Roma, 31 maggio 2015 – TRE milioni di chili all’anno. Un mercato di dimensioni gigantesche quello della cannabis, pari a una media di 100/200 dosi annue per ogni italiano. Tanto che perfino la Direzione nazionale antimafia ha dovuto alzare bandiera bianca: «Totale fallimento dell’azione repressiva», il verdetto scritto nero su bianco nella relazione depositata in Parlamento a febbraio. Da qui, il suggerimento di depenalizzare i reati connessi all’uso e al consumo di cannabis. Suggerimento raccolto dal sottosegretario Benedetto Della Vedova che si è fatto promotore di un’intergruppo parlamentare, al quale hanno già aderito 108 onorevoli di tutti gli schieramenti. La prima bozza di un disegno di legge per la legalizzazione della cannabis arriverà in settimana, con l’obiettivo di calendarizzarlo entro l’estate. La ratio della legge è semplice: sottrarre un mercato estremamente redditizio alla mafia dirottando i benefici nelle casse dello Stato.
QUALCUNO lo ha già fatto. E i risultati sono sorprendenti. Il Colorado, che ha legalizzato la cannabis da quasi due anni, ha annunciato la restituzione di 30 milioni di tasse ai cittadini proprio per effetto dell’aumento del gettito fiscale dovuto alla legalizzazione. Ma per il piccolo Stato a stelle e strisce (5 milioni di abitanti), ciò ha significato anche togliere alla criminalità organizzata un business da un miliardo di dollari con 10mila potenziali posti di lavoro legali. In America, storicamente patria del proibizionismo, altri Stati hanno seguito l’esempio e Obama non sembra intenzionato a contrastare questa tendenza a livello federale.

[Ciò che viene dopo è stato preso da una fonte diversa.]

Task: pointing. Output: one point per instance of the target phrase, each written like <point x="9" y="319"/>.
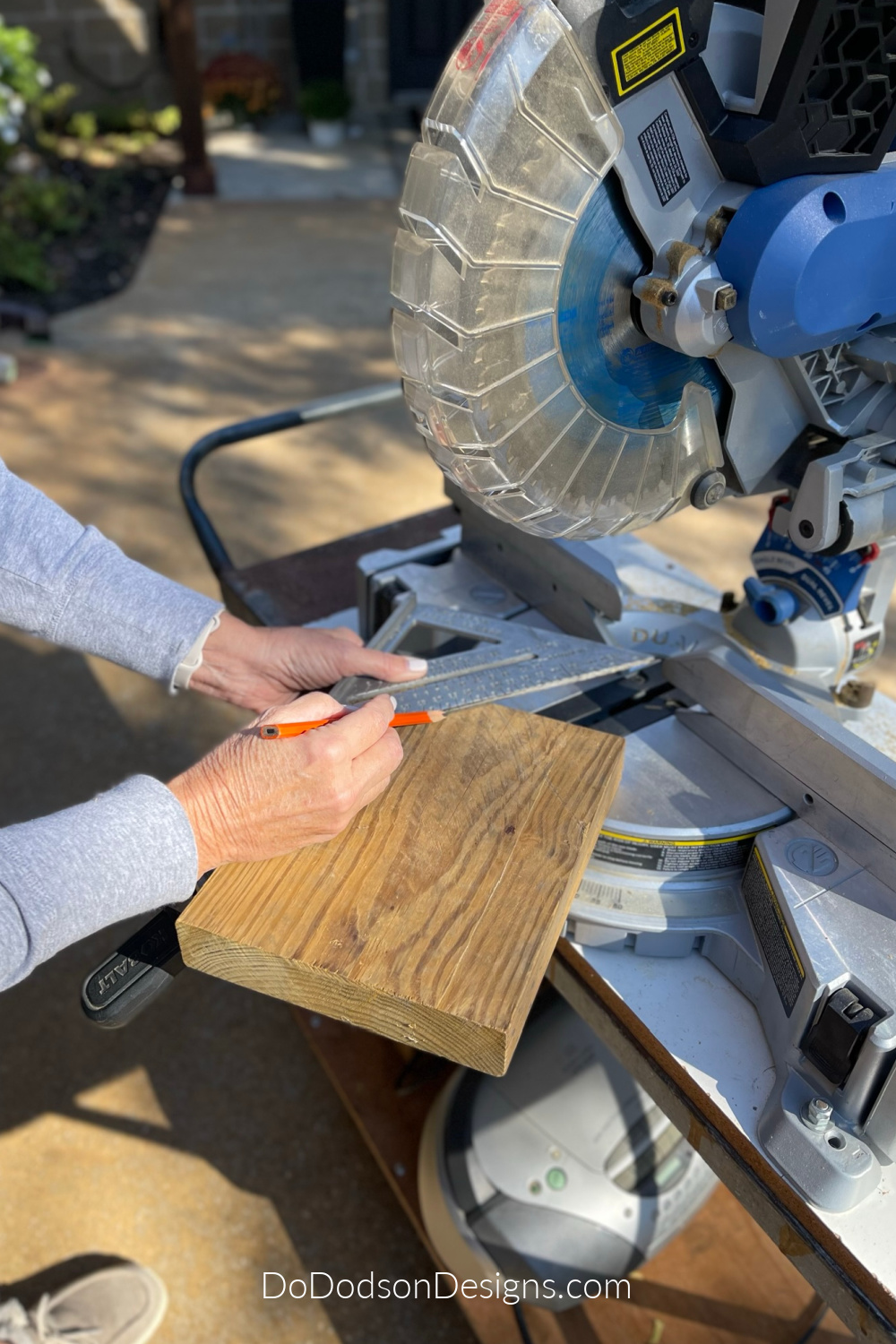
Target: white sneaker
<point x="124" y="1304"/>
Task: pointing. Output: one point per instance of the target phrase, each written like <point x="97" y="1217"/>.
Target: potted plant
<point x="324" y="104"/>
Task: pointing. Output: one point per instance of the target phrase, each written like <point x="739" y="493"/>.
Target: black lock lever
<point x="142" y="968"/>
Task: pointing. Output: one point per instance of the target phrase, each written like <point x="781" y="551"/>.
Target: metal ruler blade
<point x="508" y="659"/>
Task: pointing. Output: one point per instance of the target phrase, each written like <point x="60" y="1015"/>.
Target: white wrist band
<point x="193" y="659"/>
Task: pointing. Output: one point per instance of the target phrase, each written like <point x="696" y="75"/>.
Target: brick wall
<point x="110" y="48"/>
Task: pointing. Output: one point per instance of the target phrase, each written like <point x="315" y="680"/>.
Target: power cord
<point x="521" y="1325"/>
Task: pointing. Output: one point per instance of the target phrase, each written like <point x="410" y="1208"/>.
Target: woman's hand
<point x="254" y="798"/>
<point x="257" y="667"/>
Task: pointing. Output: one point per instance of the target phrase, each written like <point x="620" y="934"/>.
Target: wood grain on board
<point x="433" y="917"/>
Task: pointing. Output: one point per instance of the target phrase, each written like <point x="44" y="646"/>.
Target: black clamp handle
<point x="142" y="968"/>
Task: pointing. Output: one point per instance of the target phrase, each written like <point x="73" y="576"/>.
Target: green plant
<point x="32" y="212"/>
<point x="82" y="125"/>
<point x="324" y="99"/>
<point x="23" y="260"/>
<point x="53" y="107"/>
<point x="166" y="121"/>
<point x="23" y="80"/>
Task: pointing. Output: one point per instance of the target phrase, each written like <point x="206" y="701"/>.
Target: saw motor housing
<point x="645" y="261"/>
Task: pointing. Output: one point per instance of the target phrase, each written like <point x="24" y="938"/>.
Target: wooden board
<point x="433" y="917"/>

E in Italia? Uno studio dell’Università La Sapienza stima per il nostro Paese un beneficio fiscale annuale di quasi 10 miliardi di euro dalla legalizzazione dell’intero mercato degli stupefacenti. In particolare, l’erario risparmierebbe circa 2 miliardi all’anno di spese per l’applicazione della normativa proibizionista (polizia, magistratura, carceri) e incasserebbe circa 8 miliardi all’anno dalle imposte sulle vendite (5,5 dalla sola cannabis).
MA NON SOLO. Uno dei benefici diretti più consistenti si tradurrebbe in quella parte di Pil che oggi non viene contabilizzata nelle statistiche ufficiali, legata alla produzione e alle transazioni effettuate nel mercato illegale degli stupefacenti: secondo le stime la legalizzazione produrrebbe un aumento percentuale del Pil ‘ufficiale’ annuo tra l’1,20 e il 2,34 per cento. Naturalmente si tratta di stime difficili, poiché si tratta di un mercato sommerso, ma senza dubbio di vastissime dimensione. E l’impatto sugli indicatori economici che l’Italia con fatica cerca di far quadrare nel rispetto dei vincoli europei ne trarrebbero non poco beneficio. Ossigeno per le casse dello stato, certo. Ma ci sono anche benefici indiretti: potenziali nuovi posti di lavoro e risparmi nell’apparato repressivo da destinare ad altre emergenze.
Tutto questo, al netto dell’ideologia che da sempre accompagna il dibattito su questi temi in Italia. Chissà se dopo il divorzio breve, arriverà anche la svolta sulla cannabis.